So selling an inferior product for too much money to people who don't know any better is okay if you are a "nice guy"?

Likewise with spending more money on marketing yourself rather than ensuring your name goes on a product with some actual R&D.

-Grant


----------



## ghostgoblin22 (May 3, 2013)

I am for sure going to try it out regardless what people think, I shoot an Oneida for Pete's sake, the ugliest bow in the world but it shoots amazing,a pro shop 50 miles from me always sells Ross bows so when it comes out I will for sure to try it out and let everyone know what I think about it, its a bow none the less and I hate 0 bows...ill shoot a xbow, stickbow, wheelbow ect...


----------



## shtf (Nov 1, 2012)

Agreed Ghost. Same for me. It looks fun as heck to shoot. Even if it is slightly ugly. I really dont think it looks all that bad. When Compounds came out all the Archers said the same thing about those. Now they are the norm and accepted. Just because something is out of the Norm doesnt mean its bad. Just means its different. Will the Ambush Recurve be a Nitch Market? Yep it will be. 

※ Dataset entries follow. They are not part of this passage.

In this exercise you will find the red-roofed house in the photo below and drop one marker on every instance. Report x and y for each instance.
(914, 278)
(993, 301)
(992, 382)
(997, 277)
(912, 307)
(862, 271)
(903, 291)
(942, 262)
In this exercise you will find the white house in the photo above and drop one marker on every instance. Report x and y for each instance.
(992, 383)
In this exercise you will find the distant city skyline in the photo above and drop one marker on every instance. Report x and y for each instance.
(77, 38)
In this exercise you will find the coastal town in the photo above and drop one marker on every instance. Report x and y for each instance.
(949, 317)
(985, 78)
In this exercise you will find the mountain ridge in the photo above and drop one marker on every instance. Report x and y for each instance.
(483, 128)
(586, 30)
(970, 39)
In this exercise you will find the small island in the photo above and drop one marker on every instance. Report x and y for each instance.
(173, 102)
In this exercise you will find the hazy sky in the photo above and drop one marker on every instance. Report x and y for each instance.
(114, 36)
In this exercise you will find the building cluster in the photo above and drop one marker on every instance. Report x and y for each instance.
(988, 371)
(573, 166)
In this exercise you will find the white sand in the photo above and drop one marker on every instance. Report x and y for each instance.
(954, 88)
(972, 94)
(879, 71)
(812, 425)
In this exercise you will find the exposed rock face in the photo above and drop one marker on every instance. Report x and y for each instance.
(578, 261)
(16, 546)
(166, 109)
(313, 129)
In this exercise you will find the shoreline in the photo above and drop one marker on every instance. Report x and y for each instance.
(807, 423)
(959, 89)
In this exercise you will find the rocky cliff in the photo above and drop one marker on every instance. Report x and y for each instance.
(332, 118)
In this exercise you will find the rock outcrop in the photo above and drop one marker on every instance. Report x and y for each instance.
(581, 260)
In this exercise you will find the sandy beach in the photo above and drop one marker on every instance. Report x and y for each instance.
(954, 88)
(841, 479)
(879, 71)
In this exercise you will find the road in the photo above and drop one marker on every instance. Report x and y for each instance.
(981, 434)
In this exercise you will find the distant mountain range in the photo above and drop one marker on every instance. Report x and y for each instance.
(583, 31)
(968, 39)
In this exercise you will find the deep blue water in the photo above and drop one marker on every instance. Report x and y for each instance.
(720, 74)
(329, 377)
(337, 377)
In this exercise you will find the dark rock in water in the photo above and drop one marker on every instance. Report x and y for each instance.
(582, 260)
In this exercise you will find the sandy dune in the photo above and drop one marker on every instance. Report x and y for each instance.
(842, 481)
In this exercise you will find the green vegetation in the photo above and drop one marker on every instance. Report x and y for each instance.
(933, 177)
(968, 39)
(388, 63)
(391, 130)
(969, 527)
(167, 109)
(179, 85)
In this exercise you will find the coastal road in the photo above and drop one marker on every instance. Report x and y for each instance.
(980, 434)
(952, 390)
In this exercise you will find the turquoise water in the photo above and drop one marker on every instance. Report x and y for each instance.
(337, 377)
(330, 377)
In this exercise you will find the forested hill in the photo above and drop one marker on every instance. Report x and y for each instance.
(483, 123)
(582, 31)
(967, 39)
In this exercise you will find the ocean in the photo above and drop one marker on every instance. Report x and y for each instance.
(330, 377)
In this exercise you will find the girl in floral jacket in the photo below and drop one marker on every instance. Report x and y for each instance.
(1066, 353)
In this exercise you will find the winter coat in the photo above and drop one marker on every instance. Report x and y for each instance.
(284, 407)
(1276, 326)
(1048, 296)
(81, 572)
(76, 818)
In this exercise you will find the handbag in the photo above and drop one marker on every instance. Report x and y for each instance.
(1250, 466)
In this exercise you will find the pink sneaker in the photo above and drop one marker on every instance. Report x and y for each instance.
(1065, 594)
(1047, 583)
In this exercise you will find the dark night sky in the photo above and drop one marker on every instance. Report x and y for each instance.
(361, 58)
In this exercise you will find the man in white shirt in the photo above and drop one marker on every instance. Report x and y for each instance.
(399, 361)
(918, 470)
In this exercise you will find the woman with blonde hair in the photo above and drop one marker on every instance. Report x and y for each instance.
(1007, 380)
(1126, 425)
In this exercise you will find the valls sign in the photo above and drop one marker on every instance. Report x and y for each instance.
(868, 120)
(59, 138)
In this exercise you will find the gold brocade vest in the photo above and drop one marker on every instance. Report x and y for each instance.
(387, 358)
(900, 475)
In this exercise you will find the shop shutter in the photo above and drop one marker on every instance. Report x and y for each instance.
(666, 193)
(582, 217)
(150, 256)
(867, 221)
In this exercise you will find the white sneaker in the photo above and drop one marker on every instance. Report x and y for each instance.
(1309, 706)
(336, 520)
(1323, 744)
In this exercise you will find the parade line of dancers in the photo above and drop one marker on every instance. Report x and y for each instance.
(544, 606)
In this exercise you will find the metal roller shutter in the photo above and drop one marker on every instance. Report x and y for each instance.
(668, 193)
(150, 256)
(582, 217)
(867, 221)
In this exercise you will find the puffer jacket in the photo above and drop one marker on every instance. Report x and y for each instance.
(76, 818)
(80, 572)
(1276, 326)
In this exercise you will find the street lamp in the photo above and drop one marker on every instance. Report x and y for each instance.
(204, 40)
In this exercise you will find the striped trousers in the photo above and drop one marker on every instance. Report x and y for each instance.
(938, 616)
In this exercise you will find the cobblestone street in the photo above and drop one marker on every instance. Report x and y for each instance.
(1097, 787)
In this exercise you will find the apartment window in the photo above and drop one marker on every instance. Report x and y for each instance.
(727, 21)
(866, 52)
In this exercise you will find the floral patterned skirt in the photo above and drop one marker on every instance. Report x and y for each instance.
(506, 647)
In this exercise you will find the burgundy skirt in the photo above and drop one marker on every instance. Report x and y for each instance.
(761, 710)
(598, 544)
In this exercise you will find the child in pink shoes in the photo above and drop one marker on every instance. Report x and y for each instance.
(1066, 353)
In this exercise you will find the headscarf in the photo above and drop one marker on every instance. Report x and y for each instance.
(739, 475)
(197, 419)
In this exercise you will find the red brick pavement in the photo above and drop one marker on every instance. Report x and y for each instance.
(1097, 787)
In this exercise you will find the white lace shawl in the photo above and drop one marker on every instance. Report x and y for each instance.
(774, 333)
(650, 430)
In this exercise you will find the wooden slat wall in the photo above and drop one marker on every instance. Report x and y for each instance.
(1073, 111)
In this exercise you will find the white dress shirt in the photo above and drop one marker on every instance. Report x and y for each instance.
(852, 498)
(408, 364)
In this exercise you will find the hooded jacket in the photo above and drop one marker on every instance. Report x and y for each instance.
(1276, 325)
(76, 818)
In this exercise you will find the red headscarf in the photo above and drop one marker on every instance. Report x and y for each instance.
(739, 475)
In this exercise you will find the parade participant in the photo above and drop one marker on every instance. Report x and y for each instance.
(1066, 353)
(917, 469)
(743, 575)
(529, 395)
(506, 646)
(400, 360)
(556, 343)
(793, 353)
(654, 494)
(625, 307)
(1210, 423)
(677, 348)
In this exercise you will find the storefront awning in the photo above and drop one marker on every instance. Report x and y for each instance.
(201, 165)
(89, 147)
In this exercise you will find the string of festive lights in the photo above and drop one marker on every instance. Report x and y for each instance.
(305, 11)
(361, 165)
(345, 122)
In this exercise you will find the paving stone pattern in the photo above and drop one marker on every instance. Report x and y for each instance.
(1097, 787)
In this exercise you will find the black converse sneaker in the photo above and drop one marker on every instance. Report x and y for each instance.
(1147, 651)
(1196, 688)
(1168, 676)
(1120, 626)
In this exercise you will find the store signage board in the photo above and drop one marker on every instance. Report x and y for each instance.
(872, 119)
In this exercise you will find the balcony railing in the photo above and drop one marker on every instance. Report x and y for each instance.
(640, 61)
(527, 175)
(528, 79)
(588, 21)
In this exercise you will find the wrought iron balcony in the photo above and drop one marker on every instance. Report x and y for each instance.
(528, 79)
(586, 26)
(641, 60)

For me as someone that loves to shoot both Compound and Recurve I can tell you that it will appeal to a lot of folks out there that kind of want the best of both worlds. Being able to shoot a recurve with sights and a whisker Rest is interesting and is affected by the Archers Paradox but it will also appeal to those folks that like that kind of a challenge. I for 1 am super excited to start flinging arrows with this Bow. 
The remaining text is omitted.